The available algorithms for single fault diagnosis are:
•Max probability change (default): for each observation, the maximum change is taken over the absolute values of the change in probability of the pursued fault. Note that this is a signed measure, meaning that some values may be negative (when the largest magnitude of fault probability change represents the probability decrease).
•Cross-entropy: the insight from the Max probability change is limited in the sense of not telling us a key piece of information how likely each of the changes happens. For example, a positive test result for cancer will make a huge change it the probability of cancer. However, the probability of seeing a positive test may be very small in a generally healthy person. So, effectively the expected amount of diagnostic information from performing this test is rather small. Cross-entropy is an information-theoretic measure that takes into account both the amount of information flowing from observing individual states of an observation variable and the probabilities of observing this states. A high cross-entropy indicates a high expected contribution of observing a variable to the probability of the pursued fault. Cross-entropy is unsigned.
•Normalized cross-entropy: the cross entropy divided by the current value of the entropy of the pursued fault node
For multi-fault diagnosis, the following algorithms are available:
•Max probability change (default): the value of the measure is the maximum change of probability over all pursued faults and outcomes of the observation. This is a signed measure.
•Euclidean distance, or L2 Norm: calculates the distance between two vectors in Euclidean space, where the vector coordinates are the probabilities of the pursued faults before and after the observation.
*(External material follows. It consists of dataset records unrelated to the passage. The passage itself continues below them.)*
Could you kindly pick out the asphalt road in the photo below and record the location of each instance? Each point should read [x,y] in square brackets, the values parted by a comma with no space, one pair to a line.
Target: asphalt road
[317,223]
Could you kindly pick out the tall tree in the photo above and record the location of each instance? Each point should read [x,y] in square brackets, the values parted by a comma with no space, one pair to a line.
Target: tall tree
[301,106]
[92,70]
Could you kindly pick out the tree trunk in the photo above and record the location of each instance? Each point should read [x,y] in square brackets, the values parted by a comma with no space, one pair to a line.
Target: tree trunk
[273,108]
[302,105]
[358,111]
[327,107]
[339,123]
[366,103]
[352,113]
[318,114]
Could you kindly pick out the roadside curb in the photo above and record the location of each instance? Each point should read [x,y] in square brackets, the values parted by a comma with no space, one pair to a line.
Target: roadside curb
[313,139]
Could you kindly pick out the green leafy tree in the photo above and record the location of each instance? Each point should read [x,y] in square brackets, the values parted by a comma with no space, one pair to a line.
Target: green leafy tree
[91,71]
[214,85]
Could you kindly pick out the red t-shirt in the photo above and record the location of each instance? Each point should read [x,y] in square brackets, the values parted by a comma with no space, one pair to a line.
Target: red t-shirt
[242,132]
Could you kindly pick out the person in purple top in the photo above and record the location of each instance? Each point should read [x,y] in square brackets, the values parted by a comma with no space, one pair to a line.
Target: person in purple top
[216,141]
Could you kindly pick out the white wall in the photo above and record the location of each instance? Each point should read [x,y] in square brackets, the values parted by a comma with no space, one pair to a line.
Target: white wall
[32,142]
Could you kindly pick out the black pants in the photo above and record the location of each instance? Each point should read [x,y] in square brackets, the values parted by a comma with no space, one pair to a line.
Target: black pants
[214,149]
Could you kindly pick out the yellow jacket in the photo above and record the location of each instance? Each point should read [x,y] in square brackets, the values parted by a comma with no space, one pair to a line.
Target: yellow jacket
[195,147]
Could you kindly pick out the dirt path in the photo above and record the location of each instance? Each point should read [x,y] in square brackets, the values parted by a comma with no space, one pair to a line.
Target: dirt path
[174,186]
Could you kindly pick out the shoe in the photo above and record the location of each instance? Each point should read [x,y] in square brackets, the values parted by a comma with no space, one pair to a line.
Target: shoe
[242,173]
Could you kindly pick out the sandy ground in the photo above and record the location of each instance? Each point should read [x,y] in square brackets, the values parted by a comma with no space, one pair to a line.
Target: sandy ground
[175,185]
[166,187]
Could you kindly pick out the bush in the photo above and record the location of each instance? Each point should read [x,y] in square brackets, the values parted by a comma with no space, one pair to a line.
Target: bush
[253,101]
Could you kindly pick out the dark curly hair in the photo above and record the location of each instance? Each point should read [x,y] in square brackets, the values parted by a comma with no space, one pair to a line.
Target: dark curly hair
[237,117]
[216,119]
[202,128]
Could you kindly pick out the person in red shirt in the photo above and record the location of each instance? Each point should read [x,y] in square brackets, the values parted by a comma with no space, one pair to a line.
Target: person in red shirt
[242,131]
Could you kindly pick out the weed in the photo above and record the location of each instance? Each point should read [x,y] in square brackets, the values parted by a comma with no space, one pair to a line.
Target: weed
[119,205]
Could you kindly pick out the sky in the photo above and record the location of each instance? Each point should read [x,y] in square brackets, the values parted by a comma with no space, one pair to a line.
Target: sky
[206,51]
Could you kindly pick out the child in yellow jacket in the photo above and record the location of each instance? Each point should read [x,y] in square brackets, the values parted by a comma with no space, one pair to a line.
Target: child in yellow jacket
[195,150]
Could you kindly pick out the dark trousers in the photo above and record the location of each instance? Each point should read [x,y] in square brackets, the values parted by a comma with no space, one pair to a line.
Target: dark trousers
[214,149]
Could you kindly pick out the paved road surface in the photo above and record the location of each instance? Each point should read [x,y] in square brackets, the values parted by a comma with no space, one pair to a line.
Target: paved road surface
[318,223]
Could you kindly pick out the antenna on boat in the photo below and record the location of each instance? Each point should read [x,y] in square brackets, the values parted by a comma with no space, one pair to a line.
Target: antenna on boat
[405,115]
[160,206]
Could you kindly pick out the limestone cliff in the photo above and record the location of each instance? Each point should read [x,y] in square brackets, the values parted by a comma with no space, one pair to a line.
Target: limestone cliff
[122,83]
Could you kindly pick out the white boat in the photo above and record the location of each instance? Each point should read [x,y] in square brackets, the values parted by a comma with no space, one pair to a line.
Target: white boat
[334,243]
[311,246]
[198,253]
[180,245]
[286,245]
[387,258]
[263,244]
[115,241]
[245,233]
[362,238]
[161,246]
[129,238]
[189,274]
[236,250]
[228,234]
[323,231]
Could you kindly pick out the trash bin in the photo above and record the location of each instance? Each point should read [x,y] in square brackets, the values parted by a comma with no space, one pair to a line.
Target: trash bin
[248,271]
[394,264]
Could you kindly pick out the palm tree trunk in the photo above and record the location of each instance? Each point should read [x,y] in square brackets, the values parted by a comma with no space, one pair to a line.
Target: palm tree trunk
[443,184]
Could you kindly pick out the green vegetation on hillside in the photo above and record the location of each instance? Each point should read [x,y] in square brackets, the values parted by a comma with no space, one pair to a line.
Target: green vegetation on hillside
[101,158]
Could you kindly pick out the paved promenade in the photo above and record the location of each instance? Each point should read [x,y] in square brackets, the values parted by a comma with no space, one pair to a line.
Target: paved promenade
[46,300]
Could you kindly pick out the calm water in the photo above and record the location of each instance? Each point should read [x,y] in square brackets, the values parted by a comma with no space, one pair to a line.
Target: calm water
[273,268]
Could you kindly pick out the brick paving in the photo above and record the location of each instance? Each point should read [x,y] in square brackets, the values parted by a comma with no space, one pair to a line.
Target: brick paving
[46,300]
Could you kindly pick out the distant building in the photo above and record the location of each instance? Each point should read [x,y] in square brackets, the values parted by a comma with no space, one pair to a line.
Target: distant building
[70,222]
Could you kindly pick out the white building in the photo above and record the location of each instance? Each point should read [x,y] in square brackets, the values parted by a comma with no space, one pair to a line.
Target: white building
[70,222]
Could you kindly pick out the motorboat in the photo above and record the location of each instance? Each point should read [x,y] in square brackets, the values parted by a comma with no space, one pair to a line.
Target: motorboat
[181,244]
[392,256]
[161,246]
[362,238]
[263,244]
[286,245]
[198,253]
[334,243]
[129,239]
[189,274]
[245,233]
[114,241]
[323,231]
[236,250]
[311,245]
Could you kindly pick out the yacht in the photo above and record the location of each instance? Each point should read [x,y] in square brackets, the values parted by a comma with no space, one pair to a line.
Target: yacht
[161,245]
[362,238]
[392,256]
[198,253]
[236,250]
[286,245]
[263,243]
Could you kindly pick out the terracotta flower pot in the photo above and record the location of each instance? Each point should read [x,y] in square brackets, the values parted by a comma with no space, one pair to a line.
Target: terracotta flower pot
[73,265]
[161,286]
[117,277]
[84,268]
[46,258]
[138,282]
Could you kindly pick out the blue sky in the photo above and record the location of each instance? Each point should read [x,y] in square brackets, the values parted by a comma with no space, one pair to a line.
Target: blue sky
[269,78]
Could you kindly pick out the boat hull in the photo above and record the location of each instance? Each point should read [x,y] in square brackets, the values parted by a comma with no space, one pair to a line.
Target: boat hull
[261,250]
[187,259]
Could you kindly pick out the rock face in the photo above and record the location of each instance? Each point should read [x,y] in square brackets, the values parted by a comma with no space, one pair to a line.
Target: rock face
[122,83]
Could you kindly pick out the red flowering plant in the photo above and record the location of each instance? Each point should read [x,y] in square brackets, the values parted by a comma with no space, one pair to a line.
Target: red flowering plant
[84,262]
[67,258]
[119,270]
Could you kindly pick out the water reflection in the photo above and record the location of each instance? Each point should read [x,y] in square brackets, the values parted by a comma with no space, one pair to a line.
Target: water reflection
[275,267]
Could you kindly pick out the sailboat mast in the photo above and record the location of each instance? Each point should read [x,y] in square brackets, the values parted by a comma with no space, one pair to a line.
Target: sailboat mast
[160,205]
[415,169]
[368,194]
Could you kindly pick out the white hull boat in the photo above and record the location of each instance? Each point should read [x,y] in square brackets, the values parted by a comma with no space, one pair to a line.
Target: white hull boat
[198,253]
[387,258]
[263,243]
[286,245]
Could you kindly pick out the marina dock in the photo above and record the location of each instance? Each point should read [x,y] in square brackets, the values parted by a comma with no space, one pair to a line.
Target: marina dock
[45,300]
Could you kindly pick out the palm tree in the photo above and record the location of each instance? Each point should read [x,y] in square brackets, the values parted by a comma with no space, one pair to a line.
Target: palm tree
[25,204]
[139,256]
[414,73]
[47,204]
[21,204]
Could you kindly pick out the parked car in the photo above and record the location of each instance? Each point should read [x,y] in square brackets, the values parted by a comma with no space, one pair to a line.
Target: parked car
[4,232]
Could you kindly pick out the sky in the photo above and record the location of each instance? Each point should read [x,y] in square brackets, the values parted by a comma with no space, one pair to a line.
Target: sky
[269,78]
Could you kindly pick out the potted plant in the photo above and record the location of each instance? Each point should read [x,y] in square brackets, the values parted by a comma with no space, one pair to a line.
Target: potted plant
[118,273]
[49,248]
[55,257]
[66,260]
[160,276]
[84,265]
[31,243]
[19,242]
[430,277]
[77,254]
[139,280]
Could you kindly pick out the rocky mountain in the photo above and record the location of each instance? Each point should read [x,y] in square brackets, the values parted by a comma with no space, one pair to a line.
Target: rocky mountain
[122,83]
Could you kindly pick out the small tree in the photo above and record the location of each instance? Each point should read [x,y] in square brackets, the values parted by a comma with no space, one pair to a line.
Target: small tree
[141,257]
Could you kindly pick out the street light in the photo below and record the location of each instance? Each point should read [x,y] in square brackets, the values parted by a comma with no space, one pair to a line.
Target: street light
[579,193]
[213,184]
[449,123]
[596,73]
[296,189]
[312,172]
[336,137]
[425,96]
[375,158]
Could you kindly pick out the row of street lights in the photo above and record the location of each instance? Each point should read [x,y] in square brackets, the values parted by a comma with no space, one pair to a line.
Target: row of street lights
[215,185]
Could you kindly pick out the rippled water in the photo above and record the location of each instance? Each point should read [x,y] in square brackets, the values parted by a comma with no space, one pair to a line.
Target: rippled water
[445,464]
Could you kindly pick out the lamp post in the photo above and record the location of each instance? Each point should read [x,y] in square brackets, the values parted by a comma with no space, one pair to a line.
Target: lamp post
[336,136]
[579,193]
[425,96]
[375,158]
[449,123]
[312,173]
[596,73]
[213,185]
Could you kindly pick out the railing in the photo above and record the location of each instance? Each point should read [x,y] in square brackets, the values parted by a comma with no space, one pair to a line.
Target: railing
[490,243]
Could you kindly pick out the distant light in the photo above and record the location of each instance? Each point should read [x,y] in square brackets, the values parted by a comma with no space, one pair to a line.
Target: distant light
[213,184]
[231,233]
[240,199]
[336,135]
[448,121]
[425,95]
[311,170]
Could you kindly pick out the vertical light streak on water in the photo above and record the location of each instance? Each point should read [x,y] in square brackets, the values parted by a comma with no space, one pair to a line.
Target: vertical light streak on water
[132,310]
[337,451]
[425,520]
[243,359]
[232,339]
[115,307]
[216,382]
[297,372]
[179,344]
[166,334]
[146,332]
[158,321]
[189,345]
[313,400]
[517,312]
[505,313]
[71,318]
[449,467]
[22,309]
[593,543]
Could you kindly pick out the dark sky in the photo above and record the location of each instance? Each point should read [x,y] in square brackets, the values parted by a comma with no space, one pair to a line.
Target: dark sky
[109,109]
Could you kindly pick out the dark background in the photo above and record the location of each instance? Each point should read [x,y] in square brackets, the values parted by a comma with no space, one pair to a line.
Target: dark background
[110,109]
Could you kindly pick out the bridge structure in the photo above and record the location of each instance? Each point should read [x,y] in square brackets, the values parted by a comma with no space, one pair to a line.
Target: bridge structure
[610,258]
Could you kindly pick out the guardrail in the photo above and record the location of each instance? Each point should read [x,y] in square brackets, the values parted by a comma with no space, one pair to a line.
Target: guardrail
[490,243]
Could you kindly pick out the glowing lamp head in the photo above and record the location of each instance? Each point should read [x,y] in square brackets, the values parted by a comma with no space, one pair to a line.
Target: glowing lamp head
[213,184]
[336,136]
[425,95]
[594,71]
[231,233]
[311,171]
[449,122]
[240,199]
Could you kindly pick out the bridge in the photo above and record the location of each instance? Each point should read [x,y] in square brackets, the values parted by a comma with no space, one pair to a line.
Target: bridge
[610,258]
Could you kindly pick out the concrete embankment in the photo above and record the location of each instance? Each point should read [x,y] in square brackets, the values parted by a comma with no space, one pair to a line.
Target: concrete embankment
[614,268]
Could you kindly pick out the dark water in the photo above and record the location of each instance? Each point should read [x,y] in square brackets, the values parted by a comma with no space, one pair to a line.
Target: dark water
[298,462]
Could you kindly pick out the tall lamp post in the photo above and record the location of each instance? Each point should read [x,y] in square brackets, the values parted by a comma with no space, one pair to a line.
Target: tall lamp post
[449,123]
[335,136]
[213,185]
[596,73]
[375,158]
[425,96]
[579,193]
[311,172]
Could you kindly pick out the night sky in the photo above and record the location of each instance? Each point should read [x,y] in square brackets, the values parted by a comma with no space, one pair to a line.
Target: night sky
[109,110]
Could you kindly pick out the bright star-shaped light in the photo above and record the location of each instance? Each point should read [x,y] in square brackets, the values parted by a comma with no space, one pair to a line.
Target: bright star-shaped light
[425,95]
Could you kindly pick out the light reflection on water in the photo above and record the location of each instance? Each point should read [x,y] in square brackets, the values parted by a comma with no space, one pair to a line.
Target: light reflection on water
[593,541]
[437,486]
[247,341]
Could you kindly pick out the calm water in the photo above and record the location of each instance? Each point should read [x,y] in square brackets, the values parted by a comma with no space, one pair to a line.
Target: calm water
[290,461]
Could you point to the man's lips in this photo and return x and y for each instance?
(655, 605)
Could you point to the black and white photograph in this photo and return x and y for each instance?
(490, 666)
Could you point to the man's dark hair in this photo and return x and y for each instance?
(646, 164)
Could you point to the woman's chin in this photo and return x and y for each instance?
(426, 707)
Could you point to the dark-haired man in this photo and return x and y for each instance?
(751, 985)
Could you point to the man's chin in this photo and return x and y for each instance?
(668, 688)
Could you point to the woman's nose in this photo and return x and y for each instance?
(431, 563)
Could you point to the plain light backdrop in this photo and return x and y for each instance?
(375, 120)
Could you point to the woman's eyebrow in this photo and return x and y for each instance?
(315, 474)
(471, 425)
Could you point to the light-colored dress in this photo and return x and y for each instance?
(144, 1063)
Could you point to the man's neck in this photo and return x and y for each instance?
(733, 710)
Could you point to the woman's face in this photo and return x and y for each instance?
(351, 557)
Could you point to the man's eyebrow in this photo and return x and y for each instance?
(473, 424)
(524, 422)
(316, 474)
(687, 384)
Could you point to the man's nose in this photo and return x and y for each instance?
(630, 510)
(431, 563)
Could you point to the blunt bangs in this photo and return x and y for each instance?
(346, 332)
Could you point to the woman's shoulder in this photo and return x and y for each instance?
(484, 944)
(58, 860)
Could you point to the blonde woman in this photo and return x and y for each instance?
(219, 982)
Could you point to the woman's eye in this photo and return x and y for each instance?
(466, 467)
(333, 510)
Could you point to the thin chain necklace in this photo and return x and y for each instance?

The distance is normalized to ensure that a change from impossible (all coordinates are zero) to certain (all coordinates are ones) is equal to 1.0. For each observation, the selected value is the greatest distance over all observation outcomes. The larger the distance, the larger the impact of the observation.
•Cityblock distance: as above, but using cityblock metric
•Averaged L2 and cityblock distance
•Cosine distance, or cosine similarity: calculated between two fault probability vectors. Since vector coordinates are probabilities, and therefore non-negative, this measure will always produce non-negative values (despite general cosine similarity range between -1 and 1).
•A family of six entropy-based measures, which require calculation of the joint probability distribution over all pursued faults, which is computationally prohibitive, it is necessary to use approximations of the joint probability distribution. The approximations are based on two strong assumptions about dependencies among them: (1) complete independence (this is taken by the first group of approaches) and (2) complete dependence (this is taken by the second group of approaches). Each of the two extremes is divided into three groups: (1) At Least One, (2) Only One, and (3) All. These refer to different partitioning of the combinations of diseases in cross-entropy calculation.
•Two marginal probability-based measures, which are much faster than the independence/dependence-based joint probability distribution approaches but it is not as accurate because they make a stronger assumption about the joint probability distribution. Entropy calculations in this approach are based purely on the marginal probabilities of the pursued faults. The two algorithms that use the Marginal Probability Approach differ essentially in the function that they use to select the tests to perform. Both functions are scaled so that they return values between 0 and 1. Entropy/Marginal 1 uses a function without the support for maximum distance and its minimum is reached when all probabilities of the faults are equal to 0.5. Entropy/Marginal 2 uses a function that has support for maximum distance and is continuous in the domain [0,1].